Playing through the games, you see the original design concept of an open-world game that reacts to you. This was groundbreaking at the time and with each title, Rockstar steadily increased scale, complexity, and quality. Grand Theft Auto III feels so small in comparison to the other two games. Likewise comparing this old watershed game to modern open-world games is like revisiting your childhood bedroom. It just felt so much bigger when you were younger. This isn’t a bad thing as you can beat GTA III in about 5-7 hours. The other two games are a good bit more time to see credits roll. Although this is on the patch list, when you saw fly over San Andreas, you get a sense of how large games are now in size.

Modern control schemes and native resolutions built for today’s televisions are a great touch, but it’s the bare minimum I’d expect of any game. The games ran well enough on my Xbox Series S|X, but the issues come in when you consider what they’re running. Of course, I’d expect modern consoles to run PS2 games without dropping frames. The issue comes in when you look too closely at the character models and textures. To understand what graphically is happening you have to understand how the game was developed. It’s one thing if character models, set pieces, and rain effects were designed to look artificial, but we know that the original intent was gritty, immersive, and raw. Instead what we see is plastic-looking, artificial, and bizarre.

The project was outsourced to a development house that specializes in mobile ports called Grove Street Games. You can begin to see how this project lost its way. No disrespect to the studio, but they are clearly marked as a support studio that specializes in porting console games to mobile.
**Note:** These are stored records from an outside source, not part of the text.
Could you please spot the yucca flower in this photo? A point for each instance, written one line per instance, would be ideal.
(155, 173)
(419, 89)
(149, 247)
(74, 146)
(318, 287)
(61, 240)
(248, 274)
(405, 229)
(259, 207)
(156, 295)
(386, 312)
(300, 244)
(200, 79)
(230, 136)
It is apparent that the studio used AI image upscaling to streamline the workflow of “remastering” the assets. The result is inconsistent at best and characters look like melted action figures at worst.

To make matters worse, not all of the beloved soundtrack is present in this definitive edition. The music industry’s notorious copyright deals are a nightmare to navigate. However, if the aim was to bring these old games to a new generation, they missed the mark. I must assume someone was in charge of playtesting these games before going gold and charging people a premium. Because Rockstar saw fit to issue take-downs to modders who had worked on PC versions graphical upgrades, this is now the “best” legal way a consumer can experience these games. I hope Rockstar continues to release updates and seeks to make right what was an unforced error. Furthermore, given the revenue generated from GTA Online, there really was no reason to release this at this time. Consumers should expect more from publishers and developers. Likewise, console storefronts should have higher expectations for the content they allow to be sold.

I can’t say that I had no fun knocking around my old haunts. The older quest structure and dialogue made me nostalgic for the times when we’d turn the TV volume down lest my parents find out what games we’re playing. However, the launch version of this game was unacceptable. The Definitive Edition should at the very least hold up to the original Likewise, fans who purchased this at launch because it was a Rockstar game, have every right to be upset. There’s a long hill to climb to reclaim the goodwill Rockstar games carry in the meantime, I still have a couple of PS2’s lying around.